From the Constitutional Court’s perspective, the regional court of appeal’s decision had placed a heavy burden on the applicant that she could not have reasonably foreseen. It held that this decision gave rise to a risk to the applicant to undertake any debt of the Borrower to third parties other than the Bank, either incurred before 12.08.2008 when the mortgage was established or to be incurred thereafter. In this context, the Applicant faced serious uncertainty and unpredictability.

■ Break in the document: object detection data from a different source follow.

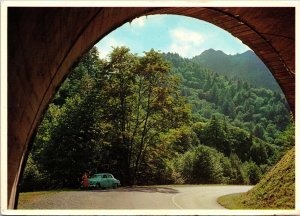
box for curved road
[18,185,252,209]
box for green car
[88,173,121,188]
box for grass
[218,148,295,209]
[218,193,247,209]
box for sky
[96,15,250,58]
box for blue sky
[96,15,250,58]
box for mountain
[192,49,281,91]
[163,50,290,143]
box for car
[88,173,121,188]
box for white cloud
[169,27,204,58]
[96,36,126,58]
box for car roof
[95,173,112,175]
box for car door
[101,174,109,187]
[107,174,114,187]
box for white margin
[0,0,300,215]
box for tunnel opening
[8,8,294,209]
[15,13,289,209]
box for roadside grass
[218,148,295,209]
[18,188,79,208]
[217,193,247,209]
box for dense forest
[21,47,294,191]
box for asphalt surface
[18,185,252,210]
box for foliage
[218,148,295,209]
[164,50,290,143]
[22,47,294,191]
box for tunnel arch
[7,7,295,208]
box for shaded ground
[18,185,252,209]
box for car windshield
[91,175,101,178]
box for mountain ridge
[165,48,282,92]
[192,49,280,91]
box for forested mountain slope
[22,47,294,190]
[192,49,281,91]
[164,50,290,143]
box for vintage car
[88,173,121,188]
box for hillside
[192,49,281,91]
[218,148,295,209]
[164,50,290,143]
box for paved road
[19,185,252,209]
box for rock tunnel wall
[7,7,295,208]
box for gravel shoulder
[18,185,252,210]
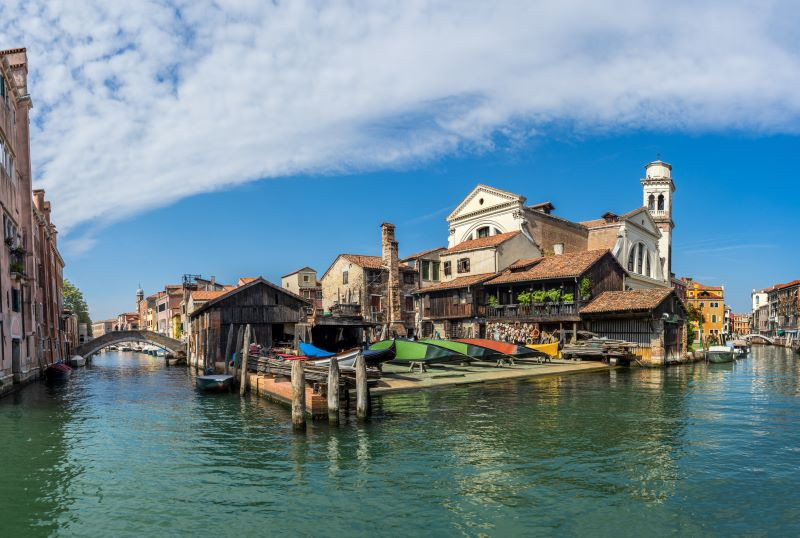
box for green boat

In addition, the Constitutional Court pointed out that a substantial commercial advantage had been provided in favor of the Bank in the assignment of liability owed by the Borrower against third parties, and that this had destroyed the fair balance that needs to be established between the benefits of the Applicant and those of Bank acting in the capacity of the mortgagee.

In the light of these assessments, the Constitutional Court concluded that the positive obligations of the state set forth in Article 35 of the Constitution had been violated on the grounds that it is necessary to make it clear whether there is harmony between the will of the parties regarding the scope of the mortgage, and that the expansion of the debt covered by the mortgage to such an extent that the Applicant could not reasonably foresee it and thus subjecting the Applicant to an disproportionate burden had given rise to a serious imbalance between the interests of the mortgagee and the mortgagor. The Constitutional Court found a legal interest in retrial in order to eliminate the consequences of the violation of right to property and sent a copy of the Decision to the court of first instance.

Conclusion

The Constitution Court has demonstrated once again in its decision that the scope of the mortgage must be more clearly established due to the nature of the right of mortgage. The decision is remarkable in that the expressions added to the mortgage deed are compatible with each other in the established practices of banks.